セミナーとワークショップはどちらがおすすめですか?

まず知識を得たいなら講義中心のセミナー、実際に体験しながら理解したいならワークショップが候補になります。

ただし名称には統一基準がないため、「セミナーだから講義だけ」「ワークショップだから実践中心」とは限りません。

申し込み前に具体的なプログラムを確認しましょう。

オンライン講座でも学べますか?

オンラインでもセルフコンパッションについて学ぶことはできます。

ライブ講座なら講師への質問やワークが行える場合があり、録画型なら自分の好きな時間に進められることが利点です。

重要なのはオンラインか対面かだけではなく、自分が集中しやすく、継続しやすい形式かどうかです。

1回の講座だけでも意味がありますか?

セルフコンパッションの基本的な考え方を理解したり、実践方法を知ったりする目的なら、1回のセミナーでも学べることはあります。

一方、日常生活で自然に実践できるようになることを目指す場合は、受講後も自分なりに繰り返してみることが大切です。

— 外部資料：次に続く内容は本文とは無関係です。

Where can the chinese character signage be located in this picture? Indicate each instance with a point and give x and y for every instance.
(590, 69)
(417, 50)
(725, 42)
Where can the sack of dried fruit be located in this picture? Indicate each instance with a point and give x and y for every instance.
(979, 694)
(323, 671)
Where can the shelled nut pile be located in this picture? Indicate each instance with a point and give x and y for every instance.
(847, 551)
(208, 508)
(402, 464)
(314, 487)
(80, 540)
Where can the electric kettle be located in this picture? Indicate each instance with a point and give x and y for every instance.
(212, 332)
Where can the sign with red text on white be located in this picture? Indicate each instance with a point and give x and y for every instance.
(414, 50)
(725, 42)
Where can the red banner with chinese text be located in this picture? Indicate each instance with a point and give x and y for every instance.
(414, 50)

最初から長期講座を選ばず、短時間の講座で相性を確かめてから次の学習方法を考えてもよいでしょう。

セルフコンパッションを学べば悩みはなくなりますか?

セルフコンパッションを学んだからといって、悩みや不安、失敗そのものがなくなるわけではありません。

目指すのは、つらい出来事が起こらない状態ではなく、つらさがあるときに必要以上に自分を攻撃せず、自分に必要な対応を考えられるようになることです。

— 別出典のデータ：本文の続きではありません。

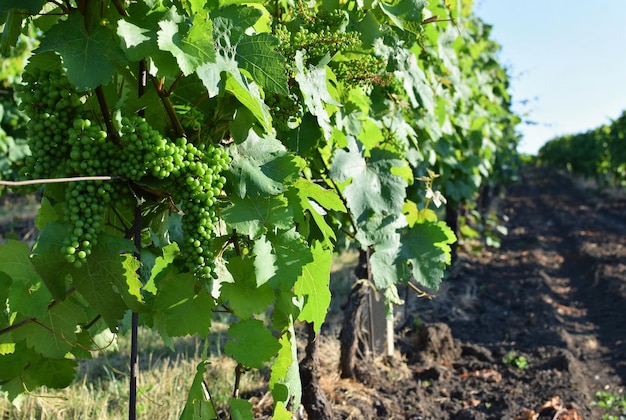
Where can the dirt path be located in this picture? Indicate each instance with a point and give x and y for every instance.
(552, 300)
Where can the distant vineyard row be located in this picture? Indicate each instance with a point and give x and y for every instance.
(599, 153)
(225, 151)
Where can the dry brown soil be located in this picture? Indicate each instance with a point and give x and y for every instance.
(554, 295)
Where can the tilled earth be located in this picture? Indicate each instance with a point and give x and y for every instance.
(531, 330)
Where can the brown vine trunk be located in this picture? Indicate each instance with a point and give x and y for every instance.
(314, 400)
(452, 220)
(352, 337)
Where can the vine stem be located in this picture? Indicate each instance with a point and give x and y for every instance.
(134, 342)
(57, 180)
(106, 115)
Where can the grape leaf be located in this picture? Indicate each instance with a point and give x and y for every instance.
(254, 53)
(261, 166)
(426, 246)
(88, 57)
(54, 334)
(316, 200)
(255, 216)
(139, 35)
(11, 31)
(313, 286)
(178, 308)
(404, 12)
(264, 261)
(191, 49)
(48, 259)
(104, 270)
(291, 254)
(28, 295)
(373, 187)
(251, 334)
(198, 405)
(423, 251)
(285, 381)
(257, 55)
(313, 84)
(244, 296)
(240, 409)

また、強い心身の不調や生活上の困難がある場合には、セルフコンパッション講座だけで解決しようとせず、必要に応じて医療機関や専門的な相談先も利用してください。

まとめ

セルフコンパッション講座・セミナー・ワークショップでは、セルフコンパッションの基本的な考え方に加えて、自分への言葉を振り返るワークやマインドフルネス、日常での実践方法などを学ぶことがあります。

ただし、内容は講座によって大きく異なります。

講座を選ぶときに最初に考えたいのは、

「自分は何のためにセルフコンパッションを学びたいのか」

ということです。

概要を知りたいなら短時間のセミナー、体験から理解したいならワークショップ、日常で継続して実践したいなら複数回の講座など、目的によって適した学び方は変わります。

そのうえで、講師の背景、具体的なカリキュラム、グループワークの有無、開催形式、費用、継続しやすさなどを確認してください。

そしてセルフコンパッションを学ぶときも、「正しくできなければいけない」と考えすぎなくて大丈夫です。

「私はどんなときに自分を責めやすいのだろう」

「今の私は、本当は何を必要としているのだろう」

と自分に問いかけるところから始めてみてください。

セルフコンパッションは、誰かがあなたの答えを決めるためのものではありません。自分の気持ちを丁寧に見つめ、自分にとって納得できる次の一歩を考えるための一つの視点として、無理のない方法で学んでいきましょう。